Her iki yanda ince şerit şeklinde görülen dijital aynalar da yine otomotivdeki dönüşümün bir gereği olarak karşımıza çıkıyor. Bu arada her yolcunun da kendisine ait bir ekranı bulunuyor. Sürüş için gerekli olan detaylar ise artırılmış gerçeklikle ön cama yansıtılıyor.
Koltuklar arasında, merkezi kol dayama yeri bir kılavuz görevi görüyor. Her el hareketini okuyor, yorumluyor ve cevaplıyor. ABD merkezli bir ölçeklendirme ve teknoloji firması olan Ultraleap ile işbirliği sonucunda, DS Aero Sport Lounge, kokpitlerin gelecekteki evrimini bugünden öngörüyor.
Tüm bunların yanında konseptin IRIS adı verilen yapay zekası, her şeyi basit bir konuşma ile kontrol etmek için kontrol panelinin merkezinde yer alıyor.
Ultrasound
Gerçek ve sanal dünyayı ayıran bariyeri giderek daha fazla ortadan kaldıran bir dünyada, programları temassız olarak kontrol etmek, ancak bunu yaparken yine de dokunma hissini korumak mümkün hale geliyor. Ultraleap işbirliği ile geliştirilen sistem bu anlamda bir ilki oluşturuyor.
Akıllı, üç boyutlu ses sistemi sayesinde, tamamen boş bir alanda şekillere ve farklı yüzeylere dokunuyormuş gibi hissediyorsunuz. Hatta dokunduğunuzu hissettiğiniz yzüeyin kumaş veya metal gibi farklı materyallerini de fark edebiliyorsunuz.

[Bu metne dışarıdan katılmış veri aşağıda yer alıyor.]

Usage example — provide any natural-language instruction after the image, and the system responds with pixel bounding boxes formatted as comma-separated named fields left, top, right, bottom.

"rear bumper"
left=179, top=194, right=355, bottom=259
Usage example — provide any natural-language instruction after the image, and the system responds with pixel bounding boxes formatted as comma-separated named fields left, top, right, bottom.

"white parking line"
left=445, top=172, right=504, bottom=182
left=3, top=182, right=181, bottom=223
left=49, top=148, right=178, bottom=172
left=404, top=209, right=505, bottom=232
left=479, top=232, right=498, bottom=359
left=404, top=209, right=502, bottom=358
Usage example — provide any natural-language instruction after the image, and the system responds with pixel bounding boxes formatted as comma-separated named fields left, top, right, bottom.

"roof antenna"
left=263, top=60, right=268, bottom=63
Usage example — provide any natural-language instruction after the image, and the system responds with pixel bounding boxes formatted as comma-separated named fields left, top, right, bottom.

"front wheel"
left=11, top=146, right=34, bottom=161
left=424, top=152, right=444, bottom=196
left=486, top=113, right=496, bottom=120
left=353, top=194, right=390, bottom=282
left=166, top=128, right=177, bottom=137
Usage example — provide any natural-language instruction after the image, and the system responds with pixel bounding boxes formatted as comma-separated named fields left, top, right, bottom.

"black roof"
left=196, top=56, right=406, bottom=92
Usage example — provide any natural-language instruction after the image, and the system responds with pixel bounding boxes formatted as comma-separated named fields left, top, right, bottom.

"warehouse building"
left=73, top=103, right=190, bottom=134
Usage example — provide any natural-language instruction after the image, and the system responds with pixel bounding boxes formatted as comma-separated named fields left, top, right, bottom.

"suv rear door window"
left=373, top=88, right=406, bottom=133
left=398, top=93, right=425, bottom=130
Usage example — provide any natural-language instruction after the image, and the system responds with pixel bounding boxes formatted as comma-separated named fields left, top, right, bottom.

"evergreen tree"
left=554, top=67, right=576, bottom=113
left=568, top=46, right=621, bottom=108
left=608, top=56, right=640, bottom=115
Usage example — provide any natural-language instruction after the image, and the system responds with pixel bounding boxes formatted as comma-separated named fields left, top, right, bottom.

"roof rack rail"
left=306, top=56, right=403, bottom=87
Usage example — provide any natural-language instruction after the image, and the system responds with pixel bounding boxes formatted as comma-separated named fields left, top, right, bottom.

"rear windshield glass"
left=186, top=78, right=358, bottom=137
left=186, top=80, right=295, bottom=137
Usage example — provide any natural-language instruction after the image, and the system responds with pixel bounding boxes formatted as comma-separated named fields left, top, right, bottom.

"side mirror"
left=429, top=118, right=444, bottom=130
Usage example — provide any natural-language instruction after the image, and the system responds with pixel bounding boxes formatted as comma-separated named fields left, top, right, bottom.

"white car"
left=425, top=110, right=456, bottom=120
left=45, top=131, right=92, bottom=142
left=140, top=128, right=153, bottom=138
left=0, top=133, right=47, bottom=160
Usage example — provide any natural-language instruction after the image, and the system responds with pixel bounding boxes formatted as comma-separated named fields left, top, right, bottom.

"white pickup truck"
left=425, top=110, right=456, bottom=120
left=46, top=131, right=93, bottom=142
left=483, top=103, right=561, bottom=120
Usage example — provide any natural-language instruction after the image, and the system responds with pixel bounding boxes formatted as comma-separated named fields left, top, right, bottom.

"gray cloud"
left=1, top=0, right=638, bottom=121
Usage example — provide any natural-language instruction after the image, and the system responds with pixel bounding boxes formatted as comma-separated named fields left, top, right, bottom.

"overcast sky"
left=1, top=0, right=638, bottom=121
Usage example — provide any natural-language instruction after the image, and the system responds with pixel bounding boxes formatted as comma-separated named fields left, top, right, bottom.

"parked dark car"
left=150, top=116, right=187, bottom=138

Gösterge tablosunun şeridi ve koltukların arkasında samandan oluşan çevreci ancak dayanıklı malzemeler kullanılıyor. Bu mühendislik ürünü, lüks ve sürdürülebilirlik arasında etkileyici bir denge kuruyor. Kolay bulunan ve ekonomik bir malzeme olan ve İngilizce’de Straw olarak tanımlanan bu malzeme usta ellerde bir sanat eseri haline gelebiliyor.

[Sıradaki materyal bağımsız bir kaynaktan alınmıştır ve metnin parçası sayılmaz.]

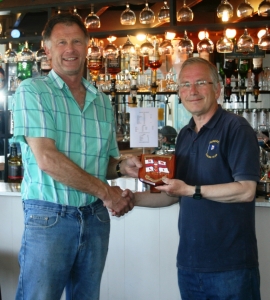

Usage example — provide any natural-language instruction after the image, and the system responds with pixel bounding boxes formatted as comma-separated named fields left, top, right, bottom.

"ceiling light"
left=11, top=29, right=21, bottom=39
left=198, top=31, right=209, bottom=40
left=107, top=36, right=117, bottom=43
left=136, top=33, right=147, bottom=42
left=258, top=26, right=270, bottom=50
left=165, top=32, right=176, bottom=40
left=225, top=28, right=236, bottom=39
left=217, top=0, right=233, bottom=22
left=257, top=29, right=266, bottom=39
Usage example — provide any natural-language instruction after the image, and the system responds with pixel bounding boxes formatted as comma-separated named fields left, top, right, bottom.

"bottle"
left=148, top=37, right=162, bottom=71
left=8, top=143, right=23, bottom=183
left=139, top=55, right=149, bottom=73
left=35, top=41, right=46, bottom=74
left=216, top=62, right=225, bottom=84
left=251, top=57, right=263, bottom=88
left=17, top=41, right=34, bottom=82
left=4, top=43, right=17, bottom=63
left=232, top=58, right=239, bottom=90
left=40, top=56, right=51, bottom=75
left=238, top=58, right=250, bottom=84
left=107, top=55, right=121, bottom=78
left=223, top=58, right=236, bottom=86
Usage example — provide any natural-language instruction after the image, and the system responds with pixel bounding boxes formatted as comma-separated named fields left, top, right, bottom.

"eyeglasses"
left=179, top=80, right=213, bottom=90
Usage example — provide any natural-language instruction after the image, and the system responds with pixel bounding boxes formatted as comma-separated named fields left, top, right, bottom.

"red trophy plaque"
left=139, top=154, right=175, bottom=193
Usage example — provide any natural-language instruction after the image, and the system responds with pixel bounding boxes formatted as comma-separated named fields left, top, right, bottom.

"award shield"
left=139, top=153, right=175, bottom=192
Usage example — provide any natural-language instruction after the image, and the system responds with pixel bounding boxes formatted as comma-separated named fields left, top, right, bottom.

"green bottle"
left=17, top=41, right=33, bottom=81
left=238, top=58, right=250, bottom=87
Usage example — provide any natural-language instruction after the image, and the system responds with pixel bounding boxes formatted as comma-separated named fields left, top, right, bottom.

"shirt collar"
left=187, top=105, right=223, bottom=131
left=48, top=69, right=98, bottom=95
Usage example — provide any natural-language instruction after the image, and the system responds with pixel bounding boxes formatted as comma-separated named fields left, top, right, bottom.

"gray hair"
left=179, top=57, right=220, bottom=91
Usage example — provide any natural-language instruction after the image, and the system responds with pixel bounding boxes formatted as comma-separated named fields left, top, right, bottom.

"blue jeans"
left=16, top=199, right=110, bottom=300
left=178, top=267, right=261, bottom=300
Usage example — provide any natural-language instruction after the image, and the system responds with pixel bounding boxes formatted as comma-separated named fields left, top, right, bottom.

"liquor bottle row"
left=87, top=37, right=178, bottom=95
left=217, top=56, right=267, bottom=102
left=2, top=41, right=52, bottom=92
left=219, top=57, right=263, bottom=86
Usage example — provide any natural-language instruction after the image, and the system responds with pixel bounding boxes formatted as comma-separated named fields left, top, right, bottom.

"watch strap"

Büyük koltuklar, konforu ön plana çıkaran yüksek yoğunluklu köpük teknolojisinin etrafında saten pamukla süslenmiş. Bu malzemeler ile dayanıklı ve çok pürüzsüz, aynı zamanda yumuşak yüzeyler elde etmek mümkün hale gelmiş.
Kapılarda, üç malzemeden oluşan ve içerisinde birden fazla şeffaf iplik kullanılan mikrofiber, farklı bir kumaş tekniği ile işlenmiş.
Zanaat: Saman kakmacılık
En mütevazı malzeme olan saman, giderek lüks bir bileşen haline geldi. 17. yüzyıldakullanılan teknikler, Lison de Caunes atölyesiyle yeniden hayat bulmuş. Konseptin kokpiti için yeniden tasarlanan bu özel malzeme ipeksi dokunuşu ve parıltılı yansımalarıyla iç mekana bambaşka bir hava katıyor. Burgundy’de eski tarzda yetiştirilen ve hasat edilen malzeme, daha sonra düz tarafına yapıştırılmak ve desteğindeki katta düzleştirmek için eski bir tekniğe göre ayrılmadan, kök sapından önce kurutuluyor ve renklendiriliyor. Samandaki doğal silika verniği, ısıya dayanıklı ve su geçirmez hale getiriliyor.